Wulfgar soltó un resoplido.

—Sólo Gwyneth es tan imprudente como para atreverse a hacer semejantes preguntas. Pero lo que yo haga con mis dineros, sean abundantes o escasos, es asunto mío puesto que me los he ganado con mi trabajo. Si quisiera, podría dártelo todo y ella nada podría decirme. Nada le debo a ella, ni a ninguna otra mujer.

Aislinn le pasó un dedo por el pecho musculoso, siguiendo el trazo de la cicatriz que allí había.

—Entonces debo sentirme doblemente agradecida por vuestra generosidad, puesto que soy yo, después de todo, solamente una mujer.

Wulfgar se volvió de costado para mirarla de frente y le apartó un rizo del pecho.

—Tú vales más que todas las demás. La prueba es que ahora estás conmigo.

Aislinn encogió sus hermosos hombros.

—Pero todavía soy vuestra ramera y ese título no es una prueba de vuestro aprecio. ¿Qué soy yo para ti que ya no hayan sido otras mujeres? Soy lo mismo, nada más.

Él rió despectivamente.

—¿Crees que yo abriría mi bolsa con tanta liberalidad por otra mujer, aunque fuera para cubrir su desnudez? Ya te he dicho cuáles son mis sentimientos hacia el bello sexo. Siéntete honrada con que te coloque por encima de las demás.

—Pero, Wulfgar —murmuró ella suavemente—. ¿Dónde está la diferencia? ¿En este regalo que me haces? A los ojos de los demás, yo soy eso, y no otra cosa.

El se inclinó sobre los labios de ella.

—Nada me importa lo que digan otras lenguas o piensen otras mentes —dijo y la besó, silenciando cualquier otra palabra que ella hubiese querido pronunciar.

No pudo resistir la tentación de pasar una mano por esa espalda delicadamente curvada y apoyarla en una cadera generosa, pero Aislinn se mordió el labio y se estremeció cuando los dedos de él tocaron el punto doloroso que quedaba del golpe del látigo de Gwyneth. Wulfgar se puso ceñudo, la sujetó y levantó la manta. Así descubrió la fea marca que se curvaba sobre la cadera y la nalga de ella. Aislinn casi pudo sentir cómo crecía la cólera de él.
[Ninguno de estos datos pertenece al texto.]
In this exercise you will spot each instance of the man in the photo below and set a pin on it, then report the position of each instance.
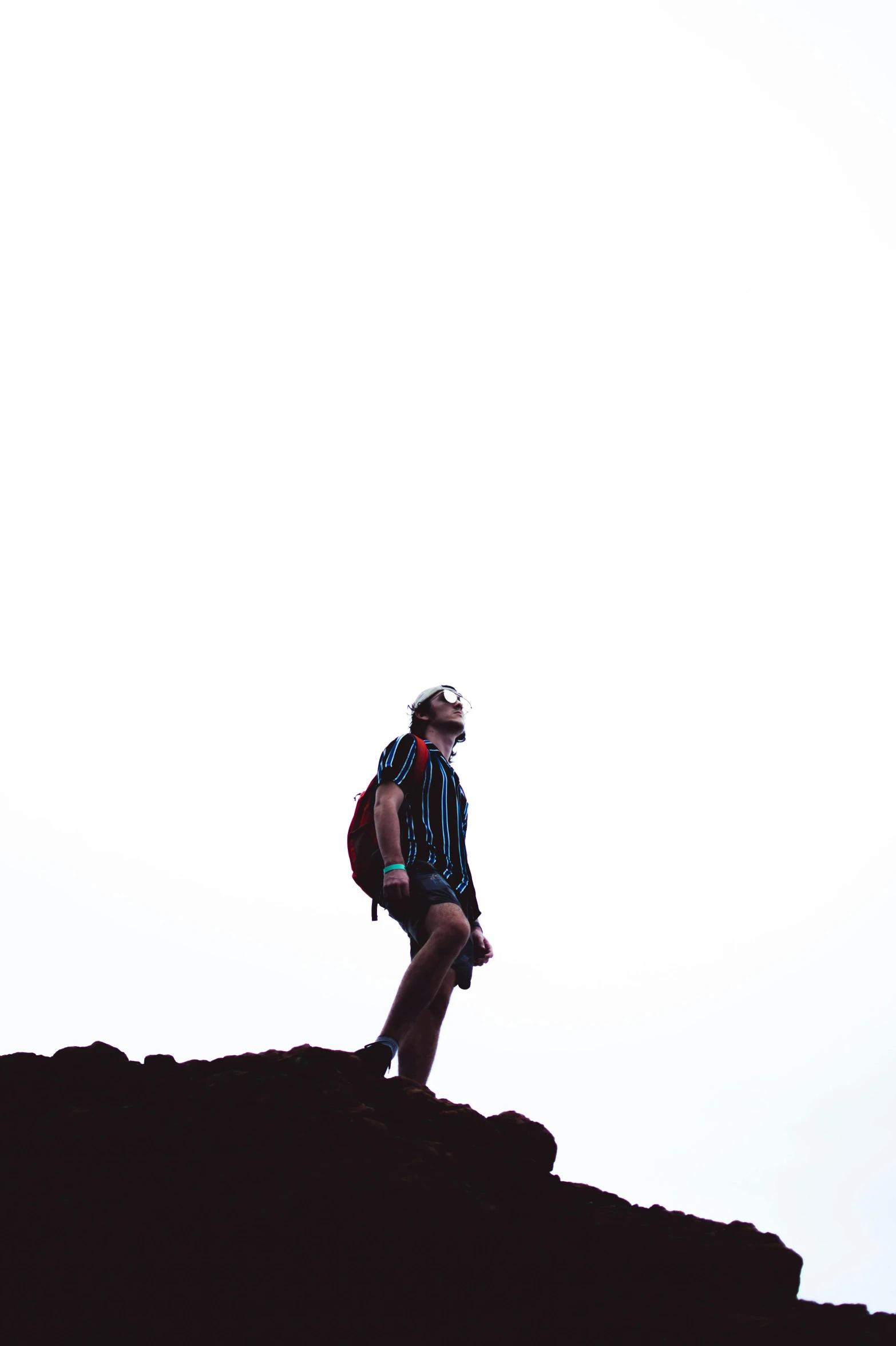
(426, 884)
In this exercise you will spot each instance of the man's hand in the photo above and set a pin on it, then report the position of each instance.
(482, 948)
(396, 889)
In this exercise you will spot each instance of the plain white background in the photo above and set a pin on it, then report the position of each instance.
(542, 349)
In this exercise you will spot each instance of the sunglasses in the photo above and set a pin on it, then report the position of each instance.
(454, 698)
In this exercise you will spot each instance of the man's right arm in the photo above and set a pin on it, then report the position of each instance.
(396, 886)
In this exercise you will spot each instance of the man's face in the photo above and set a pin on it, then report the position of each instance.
(445, 715)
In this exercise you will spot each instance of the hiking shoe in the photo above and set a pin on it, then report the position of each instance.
(376, 1057)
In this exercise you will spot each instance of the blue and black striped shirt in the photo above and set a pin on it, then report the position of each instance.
(434, 819)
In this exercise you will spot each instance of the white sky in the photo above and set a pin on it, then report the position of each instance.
(542, 347)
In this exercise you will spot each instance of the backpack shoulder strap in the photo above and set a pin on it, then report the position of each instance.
(422, 761)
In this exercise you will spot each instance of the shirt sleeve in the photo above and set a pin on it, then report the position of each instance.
(397, 759)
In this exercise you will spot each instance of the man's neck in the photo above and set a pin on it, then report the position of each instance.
(445, 741)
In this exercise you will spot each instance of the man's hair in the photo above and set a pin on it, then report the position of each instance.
(419, 726)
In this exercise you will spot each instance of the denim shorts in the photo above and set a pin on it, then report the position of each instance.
(428, 889)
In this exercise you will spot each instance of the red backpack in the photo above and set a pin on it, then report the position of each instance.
(364, 850)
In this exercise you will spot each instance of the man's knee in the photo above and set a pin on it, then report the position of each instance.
(449, 927)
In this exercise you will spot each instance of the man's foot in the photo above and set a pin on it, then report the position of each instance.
(376, 1057)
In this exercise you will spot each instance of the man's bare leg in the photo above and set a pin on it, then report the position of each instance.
(419, 1045)
(447, 932)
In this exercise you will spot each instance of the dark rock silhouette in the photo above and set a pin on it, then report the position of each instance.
(286, 1197)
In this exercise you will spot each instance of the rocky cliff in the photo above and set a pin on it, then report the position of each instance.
(286, 1197)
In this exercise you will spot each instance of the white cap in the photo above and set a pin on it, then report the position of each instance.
(431, 691)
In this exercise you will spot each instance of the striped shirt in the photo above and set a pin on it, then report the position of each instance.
(434, 819)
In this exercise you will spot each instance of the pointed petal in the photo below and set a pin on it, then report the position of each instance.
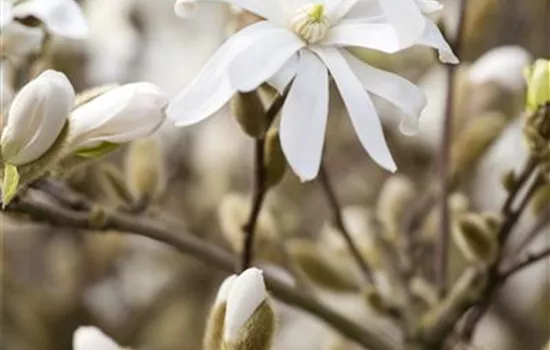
(211, 89)
(376, 36)
(91, 338)
(285, 75)
(260, 61)
(61, 17)
(304, 117)
(432, 37)
(360, 108)
(407, 19)
(391, 87)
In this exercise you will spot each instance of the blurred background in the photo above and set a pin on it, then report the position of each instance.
(147, 296)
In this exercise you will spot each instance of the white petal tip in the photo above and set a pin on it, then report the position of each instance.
(186, 8)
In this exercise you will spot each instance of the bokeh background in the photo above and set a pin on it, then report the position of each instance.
(148, 296)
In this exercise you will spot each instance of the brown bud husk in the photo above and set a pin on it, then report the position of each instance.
(257, 333)
(249, 111)
(145, 172)
(476, 239)
(213, 334)
(274, 159)
(312, 262)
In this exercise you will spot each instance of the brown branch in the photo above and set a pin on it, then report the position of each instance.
(336, 209)
(206, 253)
(444, 159)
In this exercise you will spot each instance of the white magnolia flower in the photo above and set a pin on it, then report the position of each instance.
(36, 117)
(60, 17)
(244, 293)
(91, 338)
(121, 115)
(303, 41)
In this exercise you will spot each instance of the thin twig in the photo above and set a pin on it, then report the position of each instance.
(260, 188)
(444, 160)
(205, 252)
(336, 209)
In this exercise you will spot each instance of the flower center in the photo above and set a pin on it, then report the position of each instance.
(310, 23)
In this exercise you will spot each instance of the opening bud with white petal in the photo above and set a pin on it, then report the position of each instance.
(249, 319)
(91, 338)
(119, 116)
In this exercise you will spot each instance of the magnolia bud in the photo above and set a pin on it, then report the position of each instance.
(249, 111)
(274, 159)
(91, 338)
(475, 239)
(36, 118)
(538, 84)
(119, 116)
(215, 324)
(249, 319)
(145, 169)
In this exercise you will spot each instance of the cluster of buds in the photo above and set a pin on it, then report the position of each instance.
(43, 129)
(241, 317)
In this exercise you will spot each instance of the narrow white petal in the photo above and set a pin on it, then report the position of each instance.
(304, 117)
(360, 108)
(391, 87)
(376, 36)
(260, 61)
(211, 89)
(407, 19)
(246, 295)
(61, 17)
(432, 37)
(91, 338)
(285, 75)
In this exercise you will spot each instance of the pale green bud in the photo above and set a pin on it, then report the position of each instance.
(538, 84)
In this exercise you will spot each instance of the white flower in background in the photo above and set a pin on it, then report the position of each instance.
(91, 338)
(36, 117)
(60, 17)
(305, 41)
(121, 115)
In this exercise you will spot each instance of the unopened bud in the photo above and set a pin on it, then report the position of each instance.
(274, 159)
(475, 239)
(249, 111)
(145, 173)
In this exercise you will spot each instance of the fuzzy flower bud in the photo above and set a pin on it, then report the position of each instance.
(36, 118)
(91, 338)
(119, 116)
(538, 84)
(249, 319)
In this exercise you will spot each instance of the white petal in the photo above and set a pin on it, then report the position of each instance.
(246, 295)
(91, 338)
(337, 9)
(225, 288)
(260, 61)
(37, 115)
(391, 87)
(407, 19)
(6, 14)
(61, 17)
(360, 108)
(211, 89)
(376, 36)
(285, 75)
(121, 115)
(304, 117)
(432, 37)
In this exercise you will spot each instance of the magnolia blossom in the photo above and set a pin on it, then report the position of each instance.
(36, 117)
(60, 17)
(244, 294)
(302, 42)
(121, 115)
(91, 338)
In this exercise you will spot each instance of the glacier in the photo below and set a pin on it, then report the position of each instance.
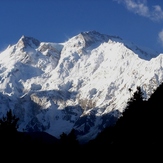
(82, 83)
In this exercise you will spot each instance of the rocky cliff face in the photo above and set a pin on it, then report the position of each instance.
(82, 83)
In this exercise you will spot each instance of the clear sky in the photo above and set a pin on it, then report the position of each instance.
(139, 21)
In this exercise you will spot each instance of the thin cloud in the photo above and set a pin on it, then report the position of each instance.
(160, 36)
(140, 7)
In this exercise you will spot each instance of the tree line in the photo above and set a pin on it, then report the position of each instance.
(140, 126)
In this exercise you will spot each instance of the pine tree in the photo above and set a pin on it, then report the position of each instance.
(8, 128)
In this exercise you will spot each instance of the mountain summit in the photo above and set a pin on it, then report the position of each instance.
(80, 84)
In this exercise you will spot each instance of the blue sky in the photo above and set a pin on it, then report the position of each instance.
(139, 21)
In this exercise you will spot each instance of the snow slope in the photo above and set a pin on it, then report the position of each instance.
(82, 83)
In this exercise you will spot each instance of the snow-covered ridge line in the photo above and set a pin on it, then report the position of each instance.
(82, 83)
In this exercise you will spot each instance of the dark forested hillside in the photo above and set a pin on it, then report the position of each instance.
(139, 127)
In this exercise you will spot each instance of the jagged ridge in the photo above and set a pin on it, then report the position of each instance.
(82, 83)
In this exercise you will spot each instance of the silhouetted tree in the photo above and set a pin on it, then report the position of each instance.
(8, 128)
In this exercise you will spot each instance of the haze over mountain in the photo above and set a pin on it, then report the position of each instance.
(80, 84)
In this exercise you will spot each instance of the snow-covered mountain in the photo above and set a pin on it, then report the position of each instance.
(82, 83)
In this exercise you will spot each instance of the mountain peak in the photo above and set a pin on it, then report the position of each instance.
(25, 41)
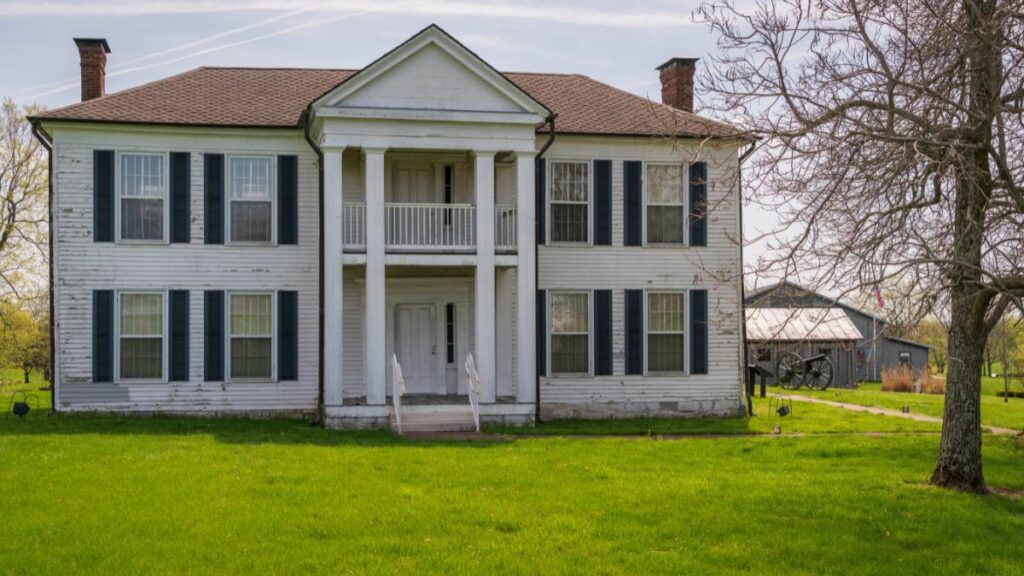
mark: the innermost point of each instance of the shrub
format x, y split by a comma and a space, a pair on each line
897, 379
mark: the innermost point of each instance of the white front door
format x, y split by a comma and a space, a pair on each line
414, 343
—¿Qué es esto? —preguntó él perentoriamente.

—Un golpe, nada más, Wulfgar —respondió ella débilmente—. Me caí y...

Él la interrumpió, se puso de rodillas sobre la cama y la aferró de los hombros.

—Aislinn, me tomas por un tonto. —Habló con suavidad, pero escupiendo las palabras, como si las sintiera amargas en su boca.— Sé distinguir la marca de un látigo cuando la veo.

Los ojos de ella se llenaron de lágrimas.

—Me haces daño, Wulfgar. —Cuando él aflojó un poco, ella le puso una mano en el pecho.— No es nada. —Sacudió vigorosamente la cabeza.— Una pequeña pelea que ya pasó. —Frotó su mano contra el pecho de él y murmuró, suavemente: —Sanará y con el tiempo desaparecerá, pero las palabras rencorosas-jamás desaparecen del todo. Te ruego que no hables más. Ya pasó.

Se apartó de él, abandonó la cama y empezó a vestirse, mientras él la miraba, ceñudo e intrigado. Nunca dejaba de encontrar en ella nuevos motivos para el asombro. Fuerza, belleza, sabiduría, comprensión cuando ni él mismo podía entender sus estados de ánimo.

Un impulso de ternura creció dentro de él, un ansia de abrazarla y no dejar que el mundo volviera a lastimarla. Rápidamente reprimió este sentimiento.

¡Bah, mujeres!, pensó. Siempre buscando ablandar los corazones. Él no tenía necesidad de debilidades ni de bocas parlanchinas que procuraran doblegarlo.

Se levantó y se maravilló de su recuperación.

—De veras, querida mía, vuestra medicina me ha hecho mucho bien. Pero ven, salgamos a ver cómo está el día. Hay una feria de Navidad y podrás contemplar la ciudad como deseabas.

La estrechó fuertemente en sus brazos, la besó en la frente y en los labios y le sonrió.

—O mejor aún —murmuró roncamente—, dejaré que Londres te contemple.